Sharmeen Obaid Chinoy, Documentary filmmaker

“It doesn’t matter who you are or where you come from – if you put quality work out there, it will be appreciated.” – Sharmeen Obaid-Chinoy

As an investigative journalist and multi-award winning documentary filmmaker from Pakistan, Sharmeen Obaid Chinoy aims to tell the untold stories. In 2010, she became the first Pakistani woman to win an Emmy award for her work in Pakistan’s Taliban generation, a riveting film on how the war on terror continues to create a generation of child terrorists in her homeland.

After becoming the first non-American to win the prestigious Livingston Award for Young Journalists, she has won multiple accolades for her work in more than 10 countries including Pakistan’s first Oscar for her powerful documentary ‘Saving Face.’ The film not only brought Pakistan’s acid-violence problem to the forefront, but also sparked an educational-awareness campaign within the country. She also works with Project SAAVE (Stand Against Acid Violence) which partners with organizations to provide surgeries and support for survivors.

In 2012, Time Magazine featured her as one of the 100 most influential people in the world for her powerful investigative stories. Her passion, strength and efforts to showcase these often unheard voices have allowed for critical change in these communities making her a truly remarkable woman to emulate.



Nilofer Merchant, Business leader and Entrepreneur

“If the industrial era was about building things, the social era is about connecting things, people and ideas.” – Nilofer Merchant

Known as the “Jane Bond of innovation,” Nilofer Merchant has made waves in Silicon Valley, CA as the go-to person for growing and guiding businesses from Fortune 500s to web start-ups.  Having worked for major companies including Apple and Autodesk and early start-ups such as Golive, Merchant has had companies such as Yahoo, Logitech and Symantec turn to her for guidance on developing new product strategies, venturing into new markets and optimizing revenues.

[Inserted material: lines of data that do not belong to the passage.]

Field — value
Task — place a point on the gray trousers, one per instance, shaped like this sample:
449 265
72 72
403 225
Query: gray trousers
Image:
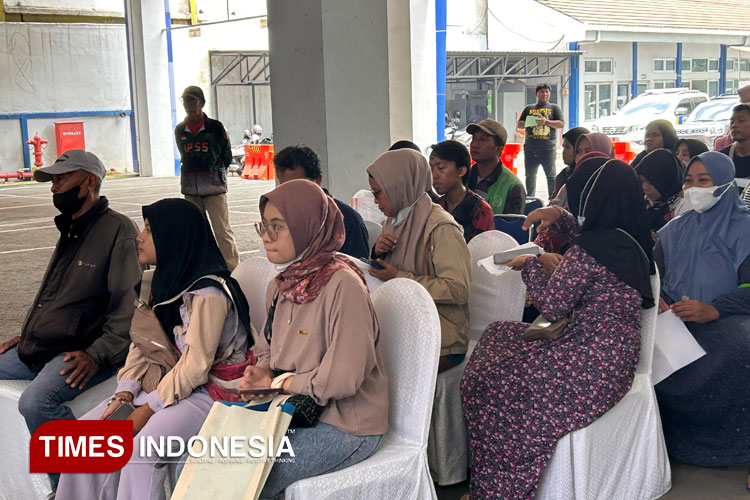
139 480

She also coined the term “onlyness” – something that only one particular person can bring to a situation and add value to the system – in her book, 11 Rules for Creating Value in the #SocialEra (chosen one of the Best Business Books of 2012 by Fast Company.)

Today, she serves on boards for both public and private companies, writes columns on social business models for The Harvard Business Review and books about collaboration and openness in the business and social sphere, and lectures on innovation, board governance and marketing at Stanford University. Her powerful, practical and even provocative ideas on innovation, management and business are shaping the future of many organizations by highlighting that “making a profit doesn’t mean losing purpose, community and connect.”